Question

$10$mL of a gaseous hydrocarbon was burnt completely in $80$mL of $O_2$ at NTP. The remaining gas occupied $70$mL at NTP. This volume became $50$mL on treatment with KOH solution. What is the formula of the hydrocarbon?

Answer 1

Let formula of hydrocarbon $=C_x{H}_y$

Volume of hydrocarbon taken $=10mL$

Volume of oxygen gas added $=80mL$

Combustion of hydrocarbon-

$C_x{H}_y+(x+\frac{y}{4})O_2⟶xC{O}_2+\frac{y}{2}{H}_{2}O$

From the above reaction-

$1$ mole of $C_x{H}_y$ reacts with $(x+\frac{y}{4})$ mole of $O_2$ to produce $x$ mole of $C{O}_2$.

Therefore by avogadro's law-

$1$ mL of $C_x{H}_y$ reacts with $(x+\frac{y}{4})$ mL of $O_2$ to produce $x$ mL of $C{O}_2$.

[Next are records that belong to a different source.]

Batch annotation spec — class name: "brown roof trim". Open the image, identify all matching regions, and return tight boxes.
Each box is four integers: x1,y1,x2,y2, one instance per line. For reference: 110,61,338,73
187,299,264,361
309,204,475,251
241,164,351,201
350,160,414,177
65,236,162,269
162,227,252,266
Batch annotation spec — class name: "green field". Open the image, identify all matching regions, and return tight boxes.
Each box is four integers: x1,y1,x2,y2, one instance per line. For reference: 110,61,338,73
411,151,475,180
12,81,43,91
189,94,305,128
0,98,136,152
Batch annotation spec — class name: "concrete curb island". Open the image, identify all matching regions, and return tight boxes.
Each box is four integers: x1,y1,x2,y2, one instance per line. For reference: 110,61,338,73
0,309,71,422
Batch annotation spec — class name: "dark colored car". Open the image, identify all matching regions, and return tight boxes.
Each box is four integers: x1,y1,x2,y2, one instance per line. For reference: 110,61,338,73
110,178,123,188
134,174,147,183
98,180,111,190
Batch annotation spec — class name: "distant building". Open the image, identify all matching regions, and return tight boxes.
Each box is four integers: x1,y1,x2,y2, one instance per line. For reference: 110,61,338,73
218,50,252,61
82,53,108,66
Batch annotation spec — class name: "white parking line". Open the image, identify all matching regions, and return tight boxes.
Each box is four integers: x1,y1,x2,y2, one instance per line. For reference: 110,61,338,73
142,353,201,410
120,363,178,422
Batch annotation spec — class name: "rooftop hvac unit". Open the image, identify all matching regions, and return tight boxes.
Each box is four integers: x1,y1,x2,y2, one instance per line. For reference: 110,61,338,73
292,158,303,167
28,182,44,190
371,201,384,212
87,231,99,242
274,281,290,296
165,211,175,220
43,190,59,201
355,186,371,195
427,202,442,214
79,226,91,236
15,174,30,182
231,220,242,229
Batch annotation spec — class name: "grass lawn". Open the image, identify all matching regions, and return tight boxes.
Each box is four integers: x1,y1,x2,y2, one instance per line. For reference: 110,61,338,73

$10$ mL of $C_x{H}_y$ reacts with $10(x+\frac{y}{4})$ mL of $O_2$ to produce $10x$ mL of $C{O}_2$.

Therefore,

Volume of residual gas $(C{O}_2+\text{unused}{O}_2)=70mL$

Since $KOH$ absorbs whole $C{O}_2$ and volume of gas left after $KOH$ treatment is $50$ mL

Volume of $C{O}_2$ formed $=70-50=20mL$

From the above reaction of combustion of $C_x{H}_y$-

$10x\text{mL of}C{O}_2=20\text{mL of}C{O}_2$

$x=\frac{20}{10}=2$

Now,

Volume of unused $O_2=50mL$

$\therefore$ Volume of $O_2$ used $4=80-50=30mL$

Again from the above combustion reaction-

$10(x+\frac{y}{4})=30$

$2+\frac{y}{4}=3$

$\Rightarrow y=4$

Hence the molecular formula of hydrocarbo will be $C_x{H}_y=C_2{H}_4$.